I’ve been doing some experimenting with the Grease Pencil tool, and I’m really enjoying the fluid workflow on the animation side. I can see there’s great potential in using it with Blender’s other tools. I’m having a hard time getting thick line strokes to look good, however.
The example I’ve attached is a bit of an extreme case, but anything other than a straight line will result with pixels showing through the line. I think I understand why this happens: the stroke is made out of a bunch of straight rectangles, and when they change direction from point to point they create a notch on the outside edge. Occasionally these gaps will show through on the line, creating this fuzzy or pixel effect.
I’m wondering if anyone has any advice for mitigating this problem. For reference, I draw with a tablet but my computer isn’t the best, if that would make a difference, and that render was done @ 50% of 1080p and a 10px wide brush. Simple Stroke has also been enabled in the preferences.

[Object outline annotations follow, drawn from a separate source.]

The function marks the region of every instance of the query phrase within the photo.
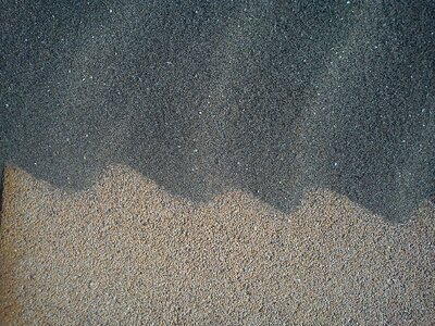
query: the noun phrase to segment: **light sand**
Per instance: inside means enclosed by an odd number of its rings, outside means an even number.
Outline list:
[[[327,190],[283,214],[197,204],[126,167],[65,193],[7,168],[2,325],[431,325],[435,209],[405,225]]]

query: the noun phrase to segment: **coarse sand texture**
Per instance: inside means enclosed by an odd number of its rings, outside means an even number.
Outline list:
[[[125,166],[65,192],[7,167],[1,325],[434,325],[435,209],[386,222],[335,192],[293,214],[204,203]]]

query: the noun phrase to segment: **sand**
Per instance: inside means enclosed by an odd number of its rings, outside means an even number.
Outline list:
[[[327,189],[293,214],[125,166],[65,192],[8,167],[1,325],[431,325],[435,209],[393,224]]]

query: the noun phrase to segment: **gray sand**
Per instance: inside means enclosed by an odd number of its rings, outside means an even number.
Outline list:
[[[284,214],[241,191],[198,204],[108,168],[66,193],[4,175],[2,325],[430,325],[434,216],[385,222],[332,191]]]

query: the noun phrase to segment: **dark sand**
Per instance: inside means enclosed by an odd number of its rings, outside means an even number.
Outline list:
[[[9,167],[1,325],[433,325],[434,217],[322,189],[293,214],[243,191],[199,204],[123,166],[65,192]]]

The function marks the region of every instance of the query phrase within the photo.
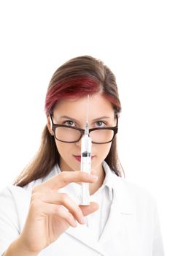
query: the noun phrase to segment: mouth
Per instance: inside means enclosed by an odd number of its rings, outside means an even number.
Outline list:
[[[77,159],[77,161],[81,162],[81,155],[77,155],[77,156],[73,155],[73,157]],[[94,157],[95,157],[95,156],[92,156],[92,157],[91,157],[91,160],[93,160],[93,159],[94,158]]]

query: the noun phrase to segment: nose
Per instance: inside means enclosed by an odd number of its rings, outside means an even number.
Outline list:
[[[79,140],[79,141],[75,142],[75,145],[81,148],[81,145],[82,145],[82,140]]]

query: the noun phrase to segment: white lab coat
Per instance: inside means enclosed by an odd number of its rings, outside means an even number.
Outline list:
[[[115,173],[112,177],[114,199],[100,239],[95,240],[86,225],[79,225],[69,228],[56,241],[42,251],[39,256],[164,255],[157,208],[152,196]],[[30,190],[14,186],[0,194],[0,255],[21,232],[30,197]],[[4,214],[1,207],[6,209]],[[7,214],[7,209],[10,214]],[[5,222],[3,216],[7,219]],[[5,234],[1,234],[3,230]],[[8,241],[4,239],[5,236],[9,237]]]

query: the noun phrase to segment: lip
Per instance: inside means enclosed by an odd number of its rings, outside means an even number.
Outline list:
[[[73,157],[78,161],[78,162],[81,162],[81,155],[73,155]],[[91,160],[93,160],[93,159],[94,158],[95,156],[92,156],[91,157]]]

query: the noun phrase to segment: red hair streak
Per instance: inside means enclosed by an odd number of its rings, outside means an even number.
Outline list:
[[[61,83],[52,82],[46,94],[45,110],[46,113],[50,113],[59,99],[81,98],[97,93],[102,94],[102,87],[98,80],[89,77],[69,77]],[[112,96],[104,94],[104,97],[119,107],[118,101]]]

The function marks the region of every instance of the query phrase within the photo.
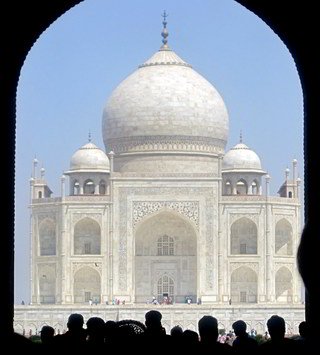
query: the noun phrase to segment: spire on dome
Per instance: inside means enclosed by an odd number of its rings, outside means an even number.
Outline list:
[[[167,17],[168,17],[168,14],[166,13],[166,10],[163,11],[163,14],[161,15],[163,17],[163,21],[162,21],[162,24],[163,24],[163,29],[162,29],[162,32],[161,32],[161,36],[162,36],[162,43],[163,45],[161,46],[161,49],[168,49],[168,40],[167,40],[167,37],[169,36],[169,33],[168,33],[168,30],[167,30]]]

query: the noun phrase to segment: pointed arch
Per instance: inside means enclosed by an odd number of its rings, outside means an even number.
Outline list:
[[[258,276],[254,270],[241,266],[231,274],[232,303],[257,303]]]
[[[74,303],[88,303],[101,301],[101,277],[97,270],[89,266],[79,269],[74,275],[73,283]]]
[[[85,217],[74,226],[74,254],[98,255],[101,253],[101,228],[98,222]]]
[[[170,300],[174,299],[174,280],[168,275],[163,275],[157,282],[157,299],[158,302],[163,301],[163,297],[167,297]]]
[[[275,253],[276,255],[292,255],[292,226],[282,218],[275,228]]]
[[[40,256],[56,255],[56,225],[52,219],[40,223],[39,244]]]
[[[251,219],[242,217],[233,222],[230,239],[232,255],[257,254],[258,228]]]
[[[39,265],[39,299],[41,304],[53,304],[56,301],[56,271],[53,265]]]
[[[164,275],[175,281],[174,294],[169,292],[174,302],[184,303],[186,296],[196,302],[197,235],[190,221],[172,211],[160,211],[140,221],[134,241],[137,303],[160,297],[158,280]]]
[[[91,179],[87,179],[83,184],[83,193],[85,195],[93,195],[95,190],[94,182]]]
[[[232,195],[232,183],[229,179],[226,180],[224,183],[224,194],[225,195]]]
[[[277,302],[292,302],[292,274],[290,270],[282,266],[276,273],[275,293]]]
[[[251,183],[251,193],[252,195],[260,195],[260,184],[257,179],[254,179]]]
[[[248,195],[248,183],[244,179],[239,179],[236,183],[237,195]]]
[[[100,180],[99,182],[99,195],[105,195],[107,192],[106,182],[104,180]]]
[[[72,184],[73,195],[80,195],[80,183],[75,180]]]

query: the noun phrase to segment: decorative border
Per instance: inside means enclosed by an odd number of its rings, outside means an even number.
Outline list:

Use a different linestyle (e.g. the crayon, or one of the ones with “randomness”) where the nature of the linestyle helps mask the problems by making it part of the art style
Try having multiple copies of the stroke, with subtle differences of the stroke points. Hopefully by introducing enough subtle shifts in the points, you can balance out the overall effect. Also, you could try making the points thinner too
I appreciate the advice, Aligorith. I’ll give those a go. Redrawing or copying the line over the original seems at a glance to be the best answer for now, though I suspected a clean, thick line might be a bit more tricky to achieve when I struggled to find the solutions online. I was hoping there was a simple step I’d missed along the way, heh!
Oh, and thanks for all your work on the Grease Pencil, if I understand your involvement correctly. Doing hand-drawn animations with Blender is one of the biggest features that really got me excited in the program in recent times.